Perhaps most importantly, these changes would pressure the Palestinian Authority to act like a true government, instead of a perennial troublemaker. Under the above proposal, the UN would (properly) stop providing services like education, social services, and health care to non-refugees, who will look to the PA to fill this role. The PA has focused on prolonging its conflict with Israel rather than building effective governing institutions. It can do this, because others (including UNRWA) provided services the PA should have but did not. The PA will likely try to continue dodging responsibility and point the finger of blame at Israel, the U.S., and the UN, but that does not mean it will succeed in doing so.
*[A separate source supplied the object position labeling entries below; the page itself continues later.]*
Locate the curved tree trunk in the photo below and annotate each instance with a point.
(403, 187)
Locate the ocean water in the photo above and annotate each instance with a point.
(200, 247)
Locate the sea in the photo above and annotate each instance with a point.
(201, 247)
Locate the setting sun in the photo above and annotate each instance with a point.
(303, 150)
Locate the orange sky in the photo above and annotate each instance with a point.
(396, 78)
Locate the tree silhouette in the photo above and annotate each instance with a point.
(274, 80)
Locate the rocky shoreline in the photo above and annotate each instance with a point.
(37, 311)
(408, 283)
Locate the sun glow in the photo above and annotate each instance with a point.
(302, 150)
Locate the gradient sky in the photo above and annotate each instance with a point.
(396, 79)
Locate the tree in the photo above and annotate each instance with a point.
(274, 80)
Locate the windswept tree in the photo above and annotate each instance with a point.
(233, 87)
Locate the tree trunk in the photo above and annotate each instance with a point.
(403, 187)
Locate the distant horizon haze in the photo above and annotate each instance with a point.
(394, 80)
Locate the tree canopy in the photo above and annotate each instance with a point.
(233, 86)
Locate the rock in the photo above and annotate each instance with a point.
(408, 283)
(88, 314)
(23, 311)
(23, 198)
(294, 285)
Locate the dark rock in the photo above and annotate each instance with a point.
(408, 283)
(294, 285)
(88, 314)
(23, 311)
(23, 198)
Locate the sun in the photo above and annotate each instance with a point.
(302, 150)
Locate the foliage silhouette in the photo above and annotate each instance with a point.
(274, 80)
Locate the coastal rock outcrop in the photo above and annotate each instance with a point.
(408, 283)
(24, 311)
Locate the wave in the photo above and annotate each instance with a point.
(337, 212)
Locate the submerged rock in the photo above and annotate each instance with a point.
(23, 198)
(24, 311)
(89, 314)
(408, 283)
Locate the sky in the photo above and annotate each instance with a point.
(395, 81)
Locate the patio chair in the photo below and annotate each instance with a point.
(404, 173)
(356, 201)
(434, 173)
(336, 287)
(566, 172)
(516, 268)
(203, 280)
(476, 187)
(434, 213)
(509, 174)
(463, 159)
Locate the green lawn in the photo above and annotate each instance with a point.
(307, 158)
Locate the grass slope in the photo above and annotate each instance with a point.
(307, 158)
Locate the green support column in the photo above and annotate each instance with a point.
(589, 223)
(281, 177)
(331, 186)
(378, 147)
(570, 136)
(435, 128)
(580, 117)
As recent Iranian protests demonstrate, even oppressed and ideologically propagandized populations eventually tire of being exploited to finance their governments’ self-serving ambitions.
The PA has refused to negotiate in good faith, while maintaining maximalist positions demanding a “right of return” for “refugees,” and refusing to agree to a permanent border that accepts Israel in Jerusalem or anywhere else. Meanwhile, it has kept 5 million plus refugees and their descendants in limbo.
Trump recently pushed back against the Palestinian refusal to compromise by recognizing the reality that Jerusalem is Israel’s capital – a recognition that did not actually prejudice Palestinian claims to part of the city, only Palestinian claims to all of it. By pressuring the UN to work toward ending the refugee issue under the same standards it applies to other refugee conflicts, Trump would apply a counterweight against Palestinian rejectionism and promote resolution of the conflict.